In a few hours Wharton R2 decisions will be released. Good luck to everyone waiting.

I remember how nervous I was 364 days ago. Thinking about this time last year made me think about a post I wrote last year. I thought I'd repost it. Good Luck y'all.

"There are a couple of threads on the S2S that express some anger about Wharton's selection process. There are some pretty bitter folks out there. And while I don't agree with throwing the equivalent of a virtual tantrum over an admissions decision, these threads (which I have chosen not to link to it will only perpetuate negativity) have got me thinking about the whole admissions process.

As applicants, I believe it is our job to use the application to provide a reflection of who we are. We need to express passionately the career choices we’ve made, what we want to be when we grow up, and how earning an MBA from ABC Business School will help us achieve our aspirations. We need to let the admissions committee know that if admitted a) we can do the coursework b) we will contribute to the school community, and c) we will be employable when we finish our two-year stint at business school.

On top of these messages, we need to express them in a way that will make the admission committee want to admit us. In other words, we need to be interesting. We need to paint a picture of ourselves that makes the adcoms say, "You know what, I think this person is pretty cool. I don't think I would mind sitting next to them at 3 AM working on a group project."
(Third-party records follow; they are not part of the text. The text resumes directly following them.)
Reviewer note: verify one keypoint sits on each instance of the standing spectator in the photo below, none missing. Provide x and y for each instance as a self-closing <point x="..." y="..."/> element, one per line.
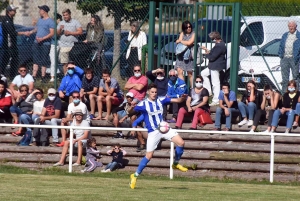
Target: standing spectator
<point x="290" y="108"/>
<point x="289" y="53"/>
<point x="176" y="88"/>
<point x="196" y="104"/>
<point x="52" y="50"/>
<point x="80" y="140"/>
<point x="69" y="29"/>
<point x="75" y="105"/>
<point x="5" y="102"/>
<point x="271" y="101"/>
<point x="185" y="63"/>
<point x="137" y="84"/>
<point x="42" y="44"/>
<point x="109" y="94"/>
<point x="117" y="154"/>
<point x="251" y="99"/>
<point x="10" y="42"/>
<point x="23" y="78"/>
<point x="134" y="51"/>
<point x="89" y="90"/>
<point x="217" y="62"/>
<point x="227" y="106"/>
<point x="71" y="82"/>
<point x="159" y="78"/>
How do you do all this in a business school application? I wish I knew definitively. I believe you do it by creating themes in your essays so that a reader can walk away with a quick two-sentence blurb that sums up who you are. I think it's about showing passion, commitment, continuous improvement and development, drive, and ultimately that elusive thing called fit.

So we applicants pour our heart and soul into the application. We write incredibly personal essays. We reveal our motivations and aspirations. We reveal things that even our closest friends may not know. We reveal a reflection of ourselves. And then we click the submit button.

And then it's out of our hands.

Hopefully we'll get to interview, which will help reiterate the package we presented in our application. But once you've done that - everything else is out of your control.

So we submit.

And we wait. But it's out of our hands.

Once you've created the package, it's up to the admissions committee to determine that you fit in the class they're trying to create. They evaluate the strength of our applications relative to the rest of the applicant pool. They try to put together a class that will embody the school's culture and mission.

When rejection comes, if it comes, it hurts. Because those packages and what we reveal in them make us feel vulnerable. After all these applications are reflections of who we are and who we want to be.

But it is not the person that is rejected. It is the package, the paper image, that is rejected. It's not you it's the paper you that is rejected. But it still hurts. It still stings. It definitely blows. But it just means it wasn't meant be. At least not this year.

So you learn from it. You improve. You become better. You move on.

And that's just about all you can do."